Elgin gives initial OK to ban 'chronic nuisances' offenders
The city of Elgin is expected to implement a trial ban of certain "chronic nuisance" offenders from its public parks and downtown area but might discuss installing public toilets to help curb the problem.
The city council's committee of the whole on Wednesday unanimously approved the proposed ordinance, which aims to address public intoxication, urination, defecation and more caused by a group of up to 15 individuals, more than half homeless, according to city officials. The ordinance would have a two-year trial.
"Let me make it clear that this ordinance does not make it a crime to be homeless," City Manager Rick Kozal said. "There is no offense with that."
The ordinance would ban for 90 days initially, and later for 180 days, individuals found guilty of three nuisances in a one-year period.
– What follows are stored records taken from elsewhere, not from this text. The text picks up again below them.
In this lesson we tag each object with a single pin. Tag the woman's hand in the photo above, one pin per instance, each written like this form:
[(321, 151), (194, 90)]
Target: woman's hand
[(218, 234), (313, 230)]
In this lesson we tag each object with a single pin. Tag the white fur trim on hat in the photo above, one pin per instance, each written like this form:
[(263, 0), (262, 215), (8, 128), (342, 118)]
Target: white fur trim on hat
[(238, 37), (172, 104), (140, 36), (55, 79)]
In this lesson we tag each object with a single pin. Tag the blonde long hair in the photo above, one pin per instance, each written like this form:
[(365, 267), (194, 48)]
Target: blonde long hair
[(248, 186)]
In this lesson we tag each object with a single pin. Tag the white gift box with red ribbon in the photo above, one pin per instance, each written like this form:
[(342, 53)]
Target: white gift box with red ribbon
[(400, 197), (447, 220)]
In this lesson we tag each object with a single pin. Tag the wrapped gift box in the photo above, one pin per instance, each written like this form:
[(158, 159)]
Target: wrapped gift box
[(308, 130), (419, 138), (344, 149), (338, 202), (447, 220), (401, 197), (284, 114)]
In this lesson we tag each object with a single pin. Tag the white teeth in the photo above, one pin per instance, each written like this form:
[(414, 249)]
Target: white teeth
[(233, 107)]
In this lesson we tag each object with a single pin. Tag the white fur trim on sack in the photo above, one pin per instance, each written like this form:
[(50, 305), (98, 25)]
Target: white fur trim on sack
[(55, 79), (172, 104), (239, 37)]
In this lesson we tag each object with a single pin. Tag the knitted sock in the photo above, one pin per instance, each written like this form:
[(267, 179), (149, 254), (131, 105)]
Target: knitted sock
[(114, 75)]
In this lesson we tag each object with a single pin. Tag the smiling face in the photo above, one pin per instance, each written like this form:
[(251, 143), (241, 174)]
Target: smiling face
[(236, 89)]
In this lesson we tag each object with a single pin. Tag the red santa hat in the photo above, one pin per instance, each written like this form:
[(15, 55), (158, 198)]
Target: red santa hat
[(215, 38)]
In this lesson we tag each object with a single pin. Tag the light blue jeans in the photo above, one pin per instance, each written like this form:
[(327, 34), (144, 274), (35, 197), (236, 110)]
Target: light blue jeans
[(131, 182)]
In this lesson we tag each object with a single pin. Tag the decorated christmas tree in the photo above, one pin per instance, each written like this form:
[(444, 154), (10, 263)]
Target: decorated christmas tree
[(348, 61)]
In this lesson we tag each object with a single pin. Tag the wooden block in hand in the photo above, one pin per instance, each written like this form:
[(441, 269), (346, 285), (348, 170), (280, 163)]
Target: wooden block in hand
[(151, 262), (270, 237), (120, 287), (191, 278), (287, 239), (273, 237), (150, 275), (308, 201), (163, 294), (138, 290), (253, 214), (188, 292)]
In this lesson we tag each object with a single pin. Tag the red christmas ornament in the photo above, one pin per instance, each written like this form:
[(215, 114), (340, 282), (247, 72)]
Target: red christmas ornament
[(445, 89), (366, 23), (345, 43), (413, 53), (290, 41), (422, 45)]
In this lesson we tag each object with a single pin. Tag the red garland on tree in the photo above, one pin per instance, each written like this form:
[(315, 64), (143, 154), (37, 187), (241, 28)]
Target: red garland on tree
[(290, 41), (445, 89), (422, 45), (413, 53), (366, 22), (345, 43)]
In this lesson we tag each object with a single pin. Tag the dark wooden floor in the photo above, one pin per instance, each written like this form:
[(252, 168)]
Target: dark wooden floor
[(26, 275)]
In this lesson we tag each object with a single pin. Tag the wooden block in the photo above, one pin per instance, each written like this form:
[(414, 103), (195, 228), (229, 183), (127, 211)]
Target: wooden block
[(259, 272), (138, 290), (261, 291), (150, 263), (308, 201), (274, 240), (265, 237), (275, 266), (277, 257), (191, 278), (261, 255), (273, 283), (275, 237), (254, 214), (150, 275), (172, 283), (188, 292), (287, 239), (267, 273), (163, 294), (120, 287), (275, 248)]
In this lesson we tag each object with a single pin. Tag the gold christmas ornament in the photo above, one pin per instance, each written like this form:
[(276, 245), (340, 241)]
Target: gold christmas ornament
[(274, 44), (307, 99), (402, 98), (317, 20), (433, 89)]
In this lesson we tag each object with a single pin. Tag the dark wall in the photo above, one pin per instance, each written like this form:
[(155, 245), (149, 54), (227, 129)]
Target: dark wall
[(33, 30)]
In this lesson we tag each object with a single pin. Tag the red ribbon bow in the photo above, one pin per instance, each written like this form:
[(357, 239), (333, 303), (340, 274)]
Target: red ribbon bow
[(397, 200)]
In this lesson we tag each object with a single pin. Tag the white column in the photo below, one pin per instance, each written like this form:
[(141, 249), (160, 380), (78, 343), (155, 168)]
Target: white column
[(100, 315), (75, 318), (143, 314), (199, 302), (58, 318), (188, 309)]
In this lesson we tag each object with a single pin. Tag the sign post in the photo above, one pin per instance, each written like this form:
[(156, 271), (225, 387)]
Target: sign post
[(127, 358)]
Violating the ban would trigger a criminal trespass charge, punishable by up to six months in jail.
Nuisance behaviors would include public intoxication, possession of open containers of alcohol, drug-related offenses, public indecency such as nudity, urination and defecation, aggressive panhandling, prostitution, disorderly conduct, sitting or lying on sidewalks, littering and vandalism.
Councilman Terry Gavin called it "anti-social behavior."
"You can't bend society to a few people who are incorrigible," he said.
Councilwoman Rose Martinez agreed, saying, "We are trying to improve our image and it's very difficult when we have a handful that are creating this nuisance."
But there also should be a concerted effort to provide social services to such individuals, Councilwomen Carol Rauschenberger and Tish Powell said. "I still don't want us to forget that we are talking about other humans," Powell said.
The individuals in question typically either refuse help or don't follow through with services, according to senior management analyst Laura Valdez-Wilson. To address that, the police department just kicked off new "street-level case management" to be provided by two community service officers, she said.
Downtown property owners Jerri McCue and Grace Richard said they support the nuisance ordinance.
"Public indecency, when people take down their pants in the middle of the street to defecate, is something that is criminal activity," Richard said. "The people who are providing the money for those social services are the very people who are becoming the victims of this criminal element."
Mayor David Kaptain exhorted council members to consider installing public toilets -- which can cost $90,000 a piece -- because the homeless have no place to go after hours.
"If you don't want people going to the bathroom outside in your city, put public bathrooms and maintain them," Kaptain said.
Resident Todd Martin said he applauds the intent of the ordinance but has concerns about a provision prohibiting the homeless from storing belongings in public places. "Being homeless is not a crime, and having possessions is part of life," he said.
Martin also said he's concerned about the constitutionality of the proposed ordinance. Edwin C. Yohnka, director of communications and public policy for the American Civil Liberties Union of Illinois, echoed that.
The ordinance "appears to be little more than a misguided effort to criminalize poverty, substance abuse and homelessness. It treats those seeking money for personal use like suspects while permitting other groups or organizations to act in the exact same way," Yohnka said. "The city would be wise to put its efforts into providing appropriate social services rather than further burden a criminal justice system that is broken and will not solve these problems."
Councilmen John Steffen and John Prigge said they hoped the new ordinance wouldn't prompt those who are classified as chronic nuisances to start congregating in neighborhoods adjacent to downtown.
"I'm willing to try this, but this is going to absolutely have to be watched," Prigge said.